Autrefois perçue comme un outil de communication, la RSE (responsabilité sociétale des entreprises) s’impose désormais comme un moyen de mesurer la capacité d’une entreprise à prendre des engagements durables. Un levier d’innovation source de croissance, selon Martin Richer.

Décideurs. Le capitalisme conscient suppose-t-il, pour un chef d’entreprise, d’avoir une vision à long terme ?

Martin Richer. Il est facile de couper à court terme certaines dépenses, notamment en matière de RSE ou de recherche et développement, et ainsi de faire de la marge rapidement. Mais je crois aussi qu’il n’y a pas d’entreprise qui gagne dans un monde qui perd. D’où la montée de la notion d’« écosystème ». Impossible d’être durablement profitable tout en « massacrant » les parties prenantes. Je crois que le capitalisme est suffisamment intelligent pour se régénérer sans cesse et s’approprier les contestations de la société. L’essor de la RSE aujourd’hui montre d’ailleurs que l’économie de marché sait s’adapter. 

L’État doit-il contraindre les entreprises à adopter des pratiques plus éthiques ?

Je pense que l’évolution passe par la persuasion. Une nouvelle loi n’implique pas systé- matiquement un nouveau comportement. En 2003, le législateur a, par exemple, imposé à toutes les entreprises de disposer d’un document unique des risques. Celui-ci doit être mis à jour chaque année. Pourtant, la moitié seulement des entreprises en sont aujourd’hui dotées. Paradoxalement, on se rend aussi compte que, en France, une loi peut changer les mentalités sur un certain nombre de sujets éthiques. En matière de parité, la loi Copé-Zimmermann a fait bouger les lignes dans les conseils d’administration, qui comptent aujourd’hui 39 % de femmes. Les comités exécutifs comme les comités de direction, qui ne sont pas concernés par la loi, restent de leur côté très largement composés d’hommes. 

« Le capitalisme est suffisamment intelligent pour se régénérer sans cesse et s’approprier les contestations de la société »

La soft law permet, selon vous, de modifier les comportements sur le long terme… 

Tout à fait. Avec Terra Nova, nous pré- conisons un mélange intelligent entre réglementation et incitation. Entre le risque de réputation – le «  name and shame » – et la conduite du changement, sachant que celle-ci a tendance à progresser avec la loi.

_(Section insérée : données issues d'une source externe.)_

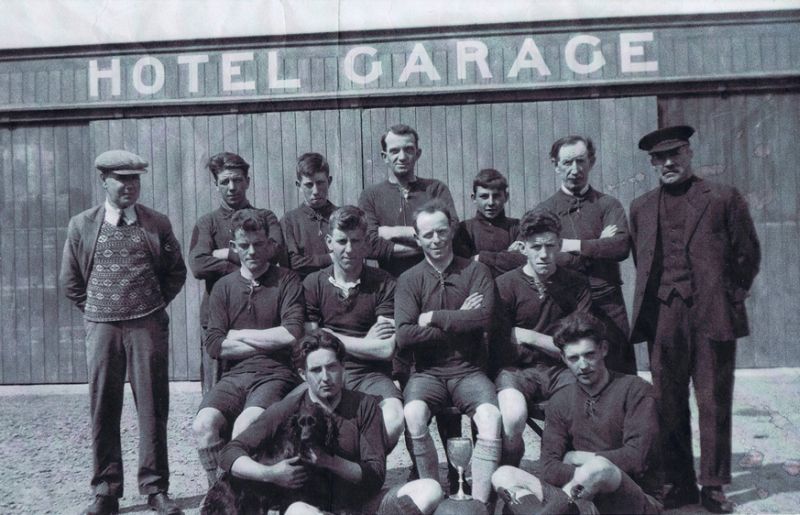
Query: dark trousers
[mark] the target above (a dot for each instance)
(209, 369)
(678, 354)
(140, 347)
(610, 308)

Le projet de loi Pacte qui se profile depuis plusieurs mois va-t-il dans ce sens ? 

Oui, je le crois. Modifier le Code civil est très positif. C’est une mesure certes symbolique, mais très importante. Parallèlement, la notion de « raison d’être », consacrée dans le rapport piloté par Nicole Notat et Jean-Dominique Senard, et qui sera a priori reprise dans la loi Pacte, permet de mettre en mouvement le manager d’une façon douce. Ce sera un véritable outil au service de l’entreprise.

C’est-à-dire ? 

Avec la raison d’être, le conseil d’administration devra réfléchir à la façon dont l’entreprise contribue à résoudre certaines problématiques sociales et environnementales. Elle s’inscrira ainsi dans le quotidien de l’entreprise. Il faudra la faire vivre, s’en emparer, la décliner tout au long de la chaîne managériale et en faire un outil de cohésion. La raison d’être fait écho au management responsable et s’inscrit, in fine, comme un facteur d’innovation et donc de compétitivité. 

N’y a-t-il pas, derrière cette notion de capitalisme conscient, une vieille utopie?

Je crois que l’objectif n’est pas un capitalisme conscient, mais un capitalisme responsable. Les entreprises doivent s’engager et rendre des comptes vis-à-vis de leurs parties prenantes. La raison d’être va les contraindre à s’interroger sur leur utilité sociale. À quoi servent-elles? Le monde serait-il différent sans elles? Avant, on ne pointait du doigt que les impacts négatifs des entreprises. Aujourd’hui, on regarde surtout leur impact positif.